Comment by yogthos
21 hours ago
You obviously have to try it out to see how it works for you, but the trick they use is pretty clever. When you ask an AI to write code, it doesn’t always get it right. Sometimes the code has bugs, sometimes it misunderstands the problem entirely. A naive way to address that is to generate a few solutions and test each one. The odds that at least one works go way up. ATLAS generates multiple attempts, running each through a test suite. Each retry also gets told what went wrong with the previous attempt, so it can try to avoid the same mistake.
But this can be pretty slow since you have to run the code in an isolated environment, check the outputs, wait for it to finish. Doing that for every candidate quickly adds up. So ATLAS has another shortcut for avoiding unnecessary testing. Instead of simply generating solutions and testing all of them, it tries to predict which one is most likely correct before running any tests.
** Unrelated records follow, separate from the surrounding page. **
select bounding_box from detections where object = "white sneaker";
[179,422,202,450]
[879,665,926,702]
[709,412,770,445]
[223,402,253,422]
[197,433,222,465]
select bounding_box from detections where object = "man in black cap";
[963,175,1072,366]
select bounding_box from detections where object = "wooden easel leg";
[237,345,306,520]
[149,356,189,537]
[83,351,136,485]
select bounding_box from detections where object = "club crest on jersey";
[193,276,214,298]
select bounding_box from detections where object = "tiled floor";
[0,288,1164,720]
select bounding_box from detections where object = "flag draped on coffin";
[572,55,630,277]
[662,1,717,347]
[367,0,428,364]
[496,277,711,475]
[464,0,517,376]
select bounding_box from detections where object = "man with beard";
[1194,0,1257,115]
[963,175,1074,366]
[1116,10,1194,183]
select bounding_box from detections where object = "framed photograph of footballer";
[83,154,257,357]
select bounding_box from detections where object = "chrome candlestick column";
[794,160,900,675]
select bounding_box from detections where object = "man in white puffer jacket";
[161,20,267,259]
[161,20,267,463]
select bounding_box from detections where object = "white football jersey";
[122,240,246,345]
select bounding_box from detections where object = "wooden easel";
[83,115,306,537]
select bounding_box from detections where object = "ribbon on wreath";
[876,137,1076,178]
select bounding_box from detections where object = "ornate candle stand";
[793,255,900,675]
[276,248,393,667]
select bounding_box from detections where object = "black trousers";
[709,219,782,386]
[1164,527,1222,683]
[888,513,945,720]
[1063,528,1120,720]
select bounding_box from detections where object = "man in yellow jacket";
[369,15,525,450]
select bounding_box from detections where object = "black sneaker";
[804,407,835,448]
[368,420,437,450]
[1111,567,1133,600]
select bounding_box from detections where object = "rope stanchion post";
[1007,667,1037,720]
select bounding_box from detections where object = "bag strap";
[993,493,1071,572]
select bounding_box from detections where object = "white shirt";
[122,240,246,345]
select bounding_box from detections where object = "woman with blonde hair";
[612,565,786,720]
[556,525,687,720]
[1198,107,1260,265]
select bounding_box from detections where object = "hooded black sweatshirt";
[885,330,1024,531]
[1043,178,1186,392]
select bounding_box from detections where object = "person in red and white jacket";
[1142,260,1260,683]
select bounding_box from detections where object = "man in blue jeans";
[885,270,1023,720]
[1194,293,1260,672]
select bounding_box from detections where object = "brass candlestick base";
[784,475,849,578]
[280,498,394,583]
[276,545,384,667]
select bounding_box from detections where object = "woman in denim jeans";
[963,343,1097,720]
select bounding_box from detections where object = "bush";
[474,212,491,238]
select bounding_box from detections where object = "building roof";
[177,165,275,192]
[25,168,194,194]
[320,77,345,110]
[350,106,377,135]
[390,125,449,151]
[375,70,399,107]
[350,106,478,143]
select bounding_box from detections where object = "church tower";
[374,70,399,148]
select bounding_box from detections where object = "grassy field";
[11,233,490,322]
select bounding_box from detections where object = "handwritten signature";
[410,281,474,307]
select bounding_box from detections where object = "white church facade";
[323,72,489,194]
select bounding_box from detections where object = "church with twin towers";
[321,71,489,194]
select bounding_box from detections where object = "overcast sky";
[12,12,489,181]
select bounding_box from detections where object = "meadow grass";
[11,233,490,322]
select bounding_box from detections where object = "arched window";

ATLAS also asks the model for an embedding of what it just wrote which acts as a fingerprint. Two similar pieces of code will produce similar fingerprints. A well-written, confident solution will produce a different fingerprint than a confused, buggy one.
These fingerprints get fed into a separate, much smaller neural network called the Cost Field. This little network was trained ahead of time on examples where they already knew which solutions were correct and which were wrong. It learned to assign a score to each fingerprint. Correct solutions get a low score and incorrect ones get a high one.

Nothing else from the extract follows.